Mayor Antonio Villaraigosa raised $123,500 to pay ethics violation fines for accepting free tickets to high-profile events during his time as mayor, according to filings made public today.

The Fair Political Practice Commission and the city Ethics Commission fined Villaraigosa a combined $41,849 in April after he admitted that he did not report tickets to more than 30 events during his first five years in office – including Los Angeles Lakers and Dodgers games, the Oscars, the American Music Awards, the Emmys, the Screen Actors Guild Awards and a 2009 "American Idol" finale show.

Elected officials are required by state law to report all gifts with a value of $50 or more. Villaraigosa failed to report 21 such gifts from 2005-09, the FPPC found.

In addition, city law prohibits the mayor from accepting any gifts of $100 or more from certain restricted sources. The Ethics Commission found the mayor accepted 13 such gifts from four restricted sources between 2007 and 2010.

Villaraigosa established three legal defense funds enabling him to raise money to pay for the violations. Fifty-four contributors gave money, with many giving the maximum $1,000 to each fund.

Among the donors to the mayor's legal defense funds were billionaire media mogul Haim Saban, film director Rob Reiner and electoral campaigns for Assemblyman Fabian Nunez and state Senator Kevin de Leon.

The funds more than cover the fines owed. Under city law, Villaraigosa can hold onto the money in case he loses any other lawsuits between now and October, he can return it on a pro-rated basis to the contributors or he can put the rest into the city's general fund.

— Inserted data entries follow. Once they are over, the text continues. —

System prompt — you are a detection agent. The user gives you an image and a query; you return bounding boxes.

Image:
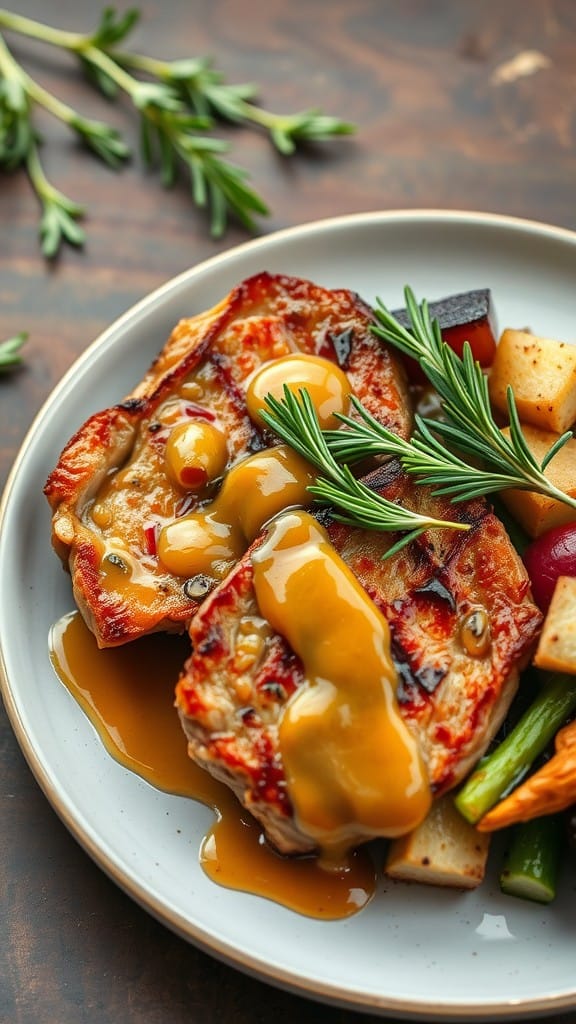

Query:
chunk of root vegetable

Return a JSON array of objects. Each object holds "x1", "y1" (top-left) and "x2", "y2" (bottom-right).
[
  {"x1": 477, "y1": 720, "x2": 576, "y2": 833},
  {"x1": 489, "y1": 330, "x2": 576, "y2": 434},
  {"x1": 534, "y1": 577, "x2": 576, "y2": 675},
  {"x1": 501, "y1": 423, "x2": 576, "y2": 538},
  {"x1": 384, "y1": 794, "x2": 490, "y2": 889}
]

FPPC investigators found that Villaraigosa had no prior history of violating the rules regarding acceptance of gifts, and his violation of the rules was "unintentional." But investigators concluded that a seasoned politician should have known better.

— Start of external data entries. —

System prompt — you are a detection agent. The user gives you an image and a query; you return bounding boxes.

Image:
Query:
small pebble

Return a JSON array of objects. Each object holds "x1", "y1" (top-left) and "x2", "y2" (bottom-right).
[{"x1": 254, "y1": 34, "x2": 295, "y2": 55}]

Villaraigosa's "large number of unreported gifts ... deprived the public of knowledge of gifts from groups or individuals that may have had business before the city of Los Angeles," according to the report.

"While appreciating that the Fair Political Practices Commission and City Ethics Commission concluded this was 'unintentional' and that I acted in 'good faith,' I am fully accountable," Villaraigosa said in a written statement in April. "It is my responsibility to make sure I act in strict compliance with the applicable rules. I will continue to attend these events and have taken the necessary steps to ensure full compliance in the future."